Burges stared at me, then took a step back, nodding. ‘They sent someone round the house while I was at work yesterday, stuck a camera in Danielle’s face, wanted to know what it feels like to find out they’ve dug up your dead daughter …’
Before anyone official had even bothered to tell Burges and his wife that we’d found Lauren’s remains. ‘I’m sorry.’
‘You should be.’ Burges turned, and lurched back down the path, scuffing his wellies through the snow. A scarred Berlingo van sat by the kerb, ‘CALDERS LEA AQUACULTURE LTD.’ written along the side. Benny waved at me from the driver’s seat.
I waited until Burges reached the gate. ‘I meant what I said yesterday: Henry Forrester did everything he could. It’s not his fault.’
The big man paused for a moment, then clambered into the van without a word.
It slithered away from the pavement and off into the snow.
I shuffled my chair closer to the open oven door. Not the most ecologically responsible way of heating a room, but at least now the kitchen was warm enough to sit in without getting frostbite.
Sheba creaked up from her bed in the corner and collapsed beside my chair, rolled onto her side and exposed her stomach to the warmth.
‘Dear God, when did Henry last give you a bath?’
She sighed.
I unpacked the folder Burges had given me.
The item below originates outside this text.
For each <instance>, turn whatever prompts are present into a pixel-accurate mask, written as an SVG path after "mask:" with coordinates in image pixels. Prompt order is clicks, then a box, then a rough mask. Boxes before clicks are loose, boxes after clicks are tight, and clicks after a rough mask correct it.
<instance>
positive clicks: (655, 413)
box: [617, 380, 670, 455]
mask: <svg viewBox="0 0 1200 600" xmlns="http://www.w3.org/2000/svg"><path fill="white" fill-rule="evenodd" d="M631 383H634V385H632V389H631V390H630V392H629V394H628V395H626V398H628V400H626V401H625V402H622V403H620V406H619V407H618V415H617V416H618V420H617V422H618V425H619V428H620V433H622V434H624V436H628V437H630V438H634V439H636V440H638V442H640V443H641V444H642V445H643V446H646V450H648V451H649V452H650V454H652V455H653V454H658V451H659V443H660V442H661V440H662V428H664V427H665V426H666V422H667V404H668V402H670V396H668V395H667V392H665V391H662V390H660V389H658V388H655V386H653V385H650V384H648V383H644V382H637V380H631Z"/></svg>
It was full of reports from private investigators; interview transcripts; Freedom of Information requests; statements from Lauren’s friends and family trying to piece together the last time they’d seen her alive; photos of Lauren at the beach, parties, playing in the back garden. It painted a very different picture from the official file. That one was all about facts and evidence, this one was all about Lauren Burges.
She was like Rebecca in so many ways: a nice girl, from a nice home, who got snatched from her family and tortured to death.
‘Urgh …’ A voice from the doorway.
I turned, and there was Dr McDonald: shuffling, swollen-eyed, brown curls hanging lank and greasy around her pale face.
‘You look awful.’
She winced, held up a finger. ‘Shhhh …’
‘Hungover?’
‘If you make too much noise you’ll wake him, and then I’ll have to start drinking again, and I really don’t want to start drinking again, can we not just sit in silence for a bit and then maybe it’ll all be OK and I won’t feel like throwing myself under a bus or something?’ She lowered herself onto one of the stools at the breakfast bar, then folded over until her head rested on the working surface. ‘Urgh …’
‘Hungry?’
‘Urgh …’
‘Trust me: get something in your stomach now, before Henry wakes up and cracks open that litre of Bells.’
‘Do I have to?’ She peered at me, head still resting on the countertop. ‘OK. I’ll have eggs and toast and bacon and sausages and tomato and mushrooms and chips and black pudding, and—’
‘Then you should’ve stayed at the hotel last night, instead of staggering back here with Henry to polish off the Isle of Jura, shouldn’t you?’ I stood and pulled a greasy paper bag out of the bread bin. ‘Bought a couple of sausage rolls on the way over this morning. You want them warmed in the microwave, or the oven?’